The architecture of anxiety
Perhaps the most jarring statistic to emerge from recent community reports is the “Security Tax” on Jewish life. On March 12, Jewish Silicon Valley sent out an email in response to various incidents, including the one at Santana Row, stating its security costs had skyrocketed by 200% over the past three years.
We are living in an era where ‘Jewish joy’ requires a tactical budget
While most local non-profits are budgeting for new programming or facility upgrades, our Jewish neighbors have had to divert millions of dollars toward armed guards, surveillance, and fortified entries. At the Addison-Penzak JCC (APJCC) and across our “Jewish ecosystem,” the priority has shifted from simple community gathering to the logistical hardening of spaces.
This is the hidden face of local antisemitism. It isn’t always a slur shouted on Main Street; often, it is the silent, staggering cost of ensuring that a child can go to preschool or a senior can attend a bridge club without being a target. We are living in an era where “Jewish Joy” requires a tactical budget.
Solidarity beyond the foothills
The sentiment shared by regional leaders is clear: “You are not alone.” But for that to be true in Los Gatos, the burden of vigilance cannot fall solely on the Jewish community.

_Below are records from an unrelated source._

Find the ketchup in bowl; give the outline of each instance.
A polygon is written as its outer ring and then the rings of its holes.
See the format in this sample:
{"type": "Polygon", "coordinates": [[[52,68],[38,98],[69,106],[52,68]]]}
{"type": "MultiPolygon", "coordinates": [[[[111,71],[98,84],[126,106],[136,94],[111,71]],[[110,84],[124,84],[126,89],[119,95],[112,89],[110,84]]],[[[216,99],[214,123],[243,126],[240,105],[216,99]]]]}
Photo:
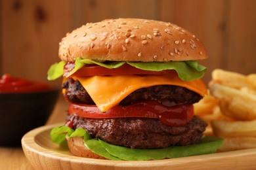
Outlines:
{"type": "Polygon", "coordinates": [[[30,93],[53,90],[47,84],[12,77],[5,74],[0,79],[0,93],[30,93]]]}
{"type": "Polygon", "coordinates": [[[43,82],[0,76],[0,146],[20,145],[26,133],[45,125],[59,92],[43,82]]]}

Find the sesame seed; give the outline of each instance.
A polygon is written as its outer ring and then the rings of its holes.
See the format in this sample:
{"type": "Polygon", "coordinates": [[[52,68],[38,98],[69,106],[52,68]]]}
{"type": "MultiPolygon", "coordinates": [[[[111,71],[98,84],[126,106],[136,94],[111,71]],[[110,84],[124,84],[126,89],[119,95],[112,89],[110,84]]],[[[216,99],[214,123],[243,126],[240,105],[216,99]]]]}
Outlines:
{"type": "Polygon", "coordinates": [[[97,37],[96,37],[95,35],[93,35],[93,37],[91,38],[91,41],[95,41],[95,40],[96,40],[96,38],[97,38],[97,37]]]}
{"type": "Polygon", "coordinates": [[[131,35],[130,38],[134,38],[135,37],[136,37],[135,35],[132,34],[132,35],[131,35]]]}
{"type": "Polygon", "coordinates": [[[148,41],[146,41],[146,40],[142,41],[142,44],[146,44],[146,43],[148,43],[148,41]]]}
{"type": "Polygon", "coordinates": [[[169,53],[169,54],[170,56],[173,56],[173,55],[174,55],[173,52],[170,52],[170,53],[169,53]]]}
{"type": "Polygon", "coordinates": [[[165,32],[167,33],[167,34],[171,35],[171,30],[169,29],[168,28],[165,29],[165,32]]]}
{"type": "Polygon", "coordinates": [[[152,39],[152,36],[151,36],[151,35],[149,35],[149,34],[148,34],[148,35],[146,35],[146,37],[148,37],[148,38],[150,39],[152,39]]]}
{"type": "Polygon", "coordinates": [[[174,48],[174,52],[175,52],[175,54],[177,54],[178,53],[178,48],[174,48]]]}
{"type": "Polygon", "coordinates": [[[128,32],[125,33],[126,37],[130,37],[131,36],[131,33],[128,32]]]}
{"type": "Polygon", "coordinates": [[[127,48],[125,46],[123,46],[122,48],[123,48],[123,51],[125,52],[127,50],[127,48]]]}
{"type": "Polygon", "coordinates": [[[125,39],[125,43],[126,43],[126,44],[128,44],[128,43],[129,43],[129,39],[125,39]]]}
{"type": "Polygon", "coordinates": [[[141,38],[142,39],[146,39],[146,36],[144,35],[142,35],[140,36],[140,38],[141,38]]]}
{"type": "Polygon", "coordinates": [[[138,57],[140,57],[141,56],[141,52],[140,52],[139,54],[138,54],[138,57]]]}

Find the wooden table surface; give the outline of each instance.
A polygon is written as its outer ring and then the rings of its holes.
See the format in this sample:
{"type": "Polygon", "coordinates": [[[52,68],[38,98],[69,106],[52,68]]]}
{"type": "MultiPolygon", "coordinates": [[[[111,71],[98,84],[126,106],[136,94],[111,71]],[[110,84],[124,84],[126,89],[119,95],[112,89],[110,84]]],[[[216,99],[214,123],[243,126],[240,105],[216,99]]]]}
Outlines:
{"type": "MultiPolygon", "coordinates": [[[[53,124],[64,122],[67,103],[59,97],[54,109],[47,124],[53,124]]],[[[0,169],[34,169],[27,160],[20,146],[5,147],[0,146],[0,169]]]]}

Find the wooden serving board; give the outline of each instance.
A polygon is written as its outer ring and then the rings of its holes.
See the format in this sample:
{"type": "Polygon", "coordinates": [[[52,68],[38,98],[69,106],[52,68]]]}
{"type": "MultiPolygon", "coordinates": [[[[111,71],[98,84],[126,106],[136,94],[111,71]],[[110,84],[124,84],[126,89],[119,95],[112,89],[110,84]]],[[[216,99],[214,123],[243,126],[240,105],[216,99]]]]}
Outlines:
{"type": "Polygon", "coordinates": [[[256,169],[256,148],[152,161],[112,161],[80,158],[50,139],[46,126],[22,139],[24,154],[35,169],[256,169]]]}

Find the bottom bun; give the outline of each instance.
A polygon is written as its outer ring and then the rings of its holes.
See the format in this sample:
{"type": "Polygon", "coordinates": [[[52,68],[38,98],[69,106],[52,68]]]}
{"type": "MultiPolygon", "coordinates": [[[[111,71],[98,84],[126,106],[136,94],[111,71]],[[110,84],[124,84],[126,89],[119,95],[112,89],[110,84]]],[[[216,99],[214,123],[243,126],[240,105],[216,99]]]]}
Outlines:
{"type": "Polygon", "coordinates": [[[107,160],[87,148],[83,143],[83,137],[67,137],[66,139],[68,148],[74,155],[88,158],[107,160]]]}

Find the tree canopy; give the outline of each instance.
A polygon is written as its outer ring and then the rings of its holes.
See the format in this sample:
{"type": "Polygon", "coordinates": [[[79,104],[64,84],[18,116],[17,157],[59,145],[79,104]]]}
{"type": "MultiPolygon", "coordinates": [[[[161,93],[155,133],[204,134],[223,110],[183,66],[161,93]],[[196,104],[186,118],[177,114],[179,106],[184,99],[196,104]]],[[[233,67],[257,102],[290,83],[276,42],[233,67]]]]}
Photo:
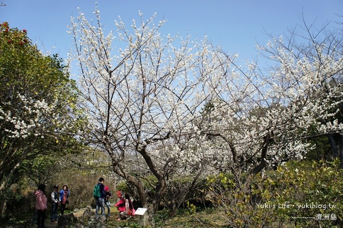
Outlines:
{"type": "Polygon", "coordinates": [[[44,56],[26,30],[0,25],[0,190],[23,160],[77,144],[77,90],[66,69],[56,55],[44,56]]]}

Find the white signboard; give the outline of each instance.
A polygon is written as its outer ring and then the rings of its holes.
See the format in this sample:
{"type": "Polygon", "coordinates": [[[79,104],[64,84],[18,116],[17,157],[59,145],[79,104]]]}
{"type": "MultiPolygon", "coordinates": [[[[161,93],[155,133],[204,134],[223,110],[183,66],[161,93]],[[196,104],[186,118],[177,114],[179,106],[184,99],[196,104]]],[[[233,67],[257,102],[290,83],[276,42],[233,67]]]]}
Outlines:
{"type": "Polygon", "coordinates": [[[135,215],[143,215],[146,211],[148,208],[142,208],[141,207],[138,207],[136,212],[135,212],[135,215]]]}

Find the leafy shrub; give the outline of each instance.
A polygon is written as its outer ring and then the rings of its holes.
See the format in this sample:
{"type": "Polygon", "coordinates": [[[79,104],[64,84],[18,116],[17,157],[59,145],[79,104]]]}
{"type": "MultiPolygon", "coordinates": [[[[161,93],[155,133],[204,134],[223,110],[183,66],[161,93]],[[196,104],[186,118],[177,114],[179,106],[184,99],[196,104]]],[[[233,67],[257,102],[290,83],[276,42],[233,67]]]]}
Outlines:
{"type": "Polygon", "coordinates": [[[236,181],[220,174],[208,178],[208,195],[234,227],[339,227],[343,170],[338,166],[338,161],[290,163],[236,181]]]}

When we hear about FBI drone updates in San Francisco or active shooter situations in Michigan and elsewhere, the instinct is to check our own locks. But as the APJCC elevates its security presence “out of an abundance of caution,” the rest of Los Gatos must elevate its moral presence.
Recognizing the weight: Acknowledging that your Jewish neighbors are navigating a baseline level of stress that their peers may not be.
Supporting the infrastructure: Understanding that when local Jewish organizations ask for help, they are often asking for the basic right to exist safely.
Refusing silence: Ensuring that when antisemitic rhetoric appears in our schools or on our social media feeds, the pushback comes from the entire community, not just the victims.
Unapologetic belonging
The goal, as stated by community advocates, is to ensure Silicon Valley remains a space to be “vocally and unapologetically Jewish.” In Los Gatos, that means ensuring that our town remains a place where a Hanukkah menorah is displayed with the same sense of security as a Christmas tree, and where Jewish students at Los Gatos High School, and in our other schools, feel as protected as any of their classmates.
We are a community that shows up for the Holiday Parade and the Jazz on the Plazz concerts. We must also be a community that shows up when the “oldest hatred” knocks on our regional door.
True safety isn’t just about police presence and 200% increases in security spending; it is about the collective refusal to let any segment of our town feel like they are standing alone. The cost of Jewish joy is currently too high.
It’s time we all started chipping in to lower it.